Aleluia também afirmou que qualquer candidato que vencer a disputa deverá adotar uma postura de independência em relação ao Poder Executivo. ''A minha proposta é estabelecer uma pauta própria, ouvindo a sociedade antes de levar os projetos a Plenário''.
O candidato Jair Bolsonaro (PTB-RJ) também acredita em um segundo turno, caso todos mantenham suas candidaturas. Em sua opinião, o candidato Severino Cavalcanti (PP-PE) estará entre os dois mais votados.
O presidente João Paulo Cunha, no entanto, aposta que o pleito será decidido no primeiro turno. Ele reafirmou seu apoio ao candidato oficial do PT, deputado Luiz Eduardo Greenhalgh (SP), e disse que não vai tentar convencer o deputado Virgílio Guimarães a desistir de sua candidatura.
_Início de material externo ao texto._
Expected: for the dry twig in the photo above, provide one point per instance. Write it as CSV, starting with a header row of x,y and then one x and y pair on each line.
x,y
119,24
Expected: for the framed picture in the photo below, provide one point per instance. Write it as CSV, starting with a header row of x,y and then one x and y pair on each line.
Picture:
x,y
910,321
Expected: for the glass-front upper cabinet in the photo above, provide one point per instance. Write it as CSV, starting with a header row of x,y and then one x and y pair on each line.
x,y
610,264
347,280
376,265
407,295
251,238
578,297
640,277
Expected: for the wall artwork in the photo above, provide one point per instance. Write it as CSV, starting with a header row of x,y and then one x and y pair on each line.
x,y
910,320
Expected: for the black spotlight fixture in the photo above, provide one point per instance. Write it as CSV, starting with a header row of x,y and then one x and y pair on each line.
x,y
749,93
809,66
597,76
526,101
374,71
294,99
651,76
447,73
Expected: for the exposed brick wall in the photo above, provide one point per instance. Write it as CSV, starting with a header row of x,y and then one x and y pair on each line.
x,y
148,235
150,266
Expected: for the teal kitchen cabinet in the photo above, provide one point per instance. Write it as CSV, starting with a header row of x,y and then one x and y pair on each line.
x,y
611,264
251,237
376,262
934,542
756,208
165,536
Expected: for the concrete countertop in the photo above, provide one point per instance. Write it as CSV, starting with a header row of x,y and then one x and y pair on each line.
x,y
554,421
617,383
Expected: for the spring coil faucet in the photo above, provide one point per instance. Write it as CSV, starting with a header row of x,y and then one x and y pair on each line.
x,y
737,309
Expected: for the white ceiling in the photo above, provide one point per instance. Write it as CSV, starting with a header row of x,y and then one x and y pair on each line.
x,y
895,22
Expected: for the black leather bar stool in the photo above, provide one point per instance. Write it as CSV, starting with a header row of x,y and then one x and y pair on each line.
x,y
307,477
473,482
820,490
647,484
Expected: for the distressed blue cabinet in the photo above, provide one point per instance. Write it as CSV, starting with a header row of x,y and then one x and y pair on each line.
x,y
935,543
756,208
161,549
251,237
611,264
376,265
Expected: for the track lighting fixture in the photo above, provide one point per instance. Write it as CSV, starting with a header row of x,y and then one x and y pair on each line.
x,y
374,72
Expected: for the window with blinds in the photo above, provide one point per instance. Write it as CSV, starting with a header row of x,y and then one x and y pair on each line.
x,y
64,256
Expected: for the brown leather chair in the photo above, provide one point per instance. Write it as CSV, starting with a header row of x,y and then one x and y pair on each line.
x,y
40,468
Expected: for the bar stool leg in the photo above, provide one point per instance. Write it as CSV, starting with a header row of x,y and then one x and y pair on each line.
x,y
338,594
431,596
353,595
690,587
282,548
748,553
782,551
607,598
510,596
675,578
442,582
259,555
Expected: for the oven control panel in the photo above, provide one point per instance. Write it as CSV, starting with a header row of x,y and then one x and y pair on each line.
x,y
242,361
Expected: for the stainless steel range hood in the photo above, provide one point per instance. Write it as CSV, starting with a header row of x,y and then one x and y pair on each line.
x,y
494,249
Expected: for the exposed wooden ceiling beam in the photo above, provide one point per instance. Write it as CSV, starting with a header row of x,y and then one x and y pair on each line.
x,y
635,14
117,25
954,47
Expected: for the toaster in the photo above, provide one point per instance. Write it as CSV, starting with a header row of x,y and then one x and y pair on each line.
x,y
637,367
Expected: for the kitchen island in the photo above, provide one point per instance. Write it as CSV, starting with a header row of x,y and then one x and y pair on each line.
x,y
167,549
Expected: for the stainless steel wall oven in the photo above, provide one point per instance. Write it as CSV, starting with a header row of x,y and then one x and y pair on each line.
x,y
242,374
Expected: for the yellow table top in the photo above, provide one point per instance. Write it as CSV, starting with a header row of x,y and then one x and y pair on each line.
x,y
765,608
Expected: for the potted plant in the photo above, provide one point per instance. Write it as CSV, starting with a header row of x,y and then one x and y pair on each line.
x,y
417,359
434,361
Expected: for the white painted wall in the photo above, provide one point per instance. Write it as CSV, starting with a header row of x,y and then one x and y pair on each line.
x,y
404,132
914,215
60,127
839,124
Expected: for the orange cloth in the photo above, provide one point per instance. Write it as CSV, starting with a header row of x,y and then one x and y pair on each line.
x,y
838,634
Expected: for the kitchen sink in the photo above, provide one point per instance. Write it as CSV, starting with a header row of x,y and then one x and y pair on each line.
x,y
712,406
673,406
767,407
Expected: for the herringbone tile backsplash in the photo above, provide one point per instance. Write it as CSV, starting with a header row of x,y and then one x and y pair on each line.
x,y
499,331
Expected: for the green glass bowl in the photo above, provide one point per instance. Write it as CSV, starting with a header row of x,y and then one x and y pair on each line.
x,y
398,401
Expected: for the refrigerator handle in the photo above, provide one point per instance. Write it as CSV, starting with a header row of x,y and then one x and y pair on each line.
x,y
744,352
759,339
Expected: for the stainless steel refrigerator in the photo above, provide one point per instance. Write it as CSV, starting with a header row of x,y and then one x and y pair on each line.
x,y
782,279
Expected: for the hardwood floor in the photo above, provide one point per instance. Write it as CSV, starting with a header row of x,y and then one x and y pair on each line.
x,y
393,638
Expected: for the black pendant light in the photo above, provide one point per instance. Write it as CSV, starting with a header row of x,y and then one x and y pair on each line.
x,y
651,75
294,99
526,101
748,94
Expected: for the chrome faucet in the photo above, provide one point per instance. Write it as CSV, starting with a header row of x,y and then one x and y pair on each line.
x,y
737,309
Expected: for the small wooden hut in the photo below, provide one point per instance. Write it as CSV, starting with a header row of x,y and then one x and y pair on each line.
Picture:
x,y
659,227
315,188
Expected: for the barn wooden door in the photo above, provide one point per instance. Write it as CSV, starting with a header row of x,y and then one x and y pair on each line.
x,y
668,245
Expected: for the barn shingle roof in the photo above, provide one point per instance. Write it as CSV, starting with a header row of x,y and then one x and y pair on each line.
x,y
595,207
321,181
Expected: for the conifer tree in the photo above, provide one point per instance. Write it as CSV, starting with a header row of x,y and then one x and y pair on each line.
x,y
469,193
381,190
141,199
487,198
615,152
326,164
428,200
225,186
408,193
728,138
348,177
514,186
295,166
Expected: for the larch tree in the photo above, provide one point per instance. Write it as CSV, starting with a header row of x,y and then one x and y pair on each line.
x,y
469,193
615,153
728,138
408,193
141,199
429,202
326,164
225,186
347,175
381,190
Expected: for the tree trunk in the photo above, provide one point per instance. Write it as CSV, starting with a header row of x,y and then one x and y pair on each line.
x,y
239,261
João Paulo assinalou ainda que a decisão de Virgílio Guimarães (PT-MG) de disputar como candidato avulso não merece punição do PT. Ontem, João Paulo reuniu-se com assessores da campanha de Greenhagh para discutir a agenda de eventos para os próximos dias. O deputado Severino Cavalcanti também acredita que a eleição se encerrará no primeiro turno, porém, tendo ele próprio como vencedor.
Pela tradição, o partido com a maior bancada na Casa que atualmente é o PT, tem o direito de indicar o nome para comandar os trabalhos na Câmara. Essa tradição, no entanto, não impede o lançamento de candidaturas avulsas. A confirmação do nome escolhido pela maior bancada depende de acordo político, já que a escolha é feita em eleição com voto secreto. A eleição será realizada no dia 14 de fevereiro.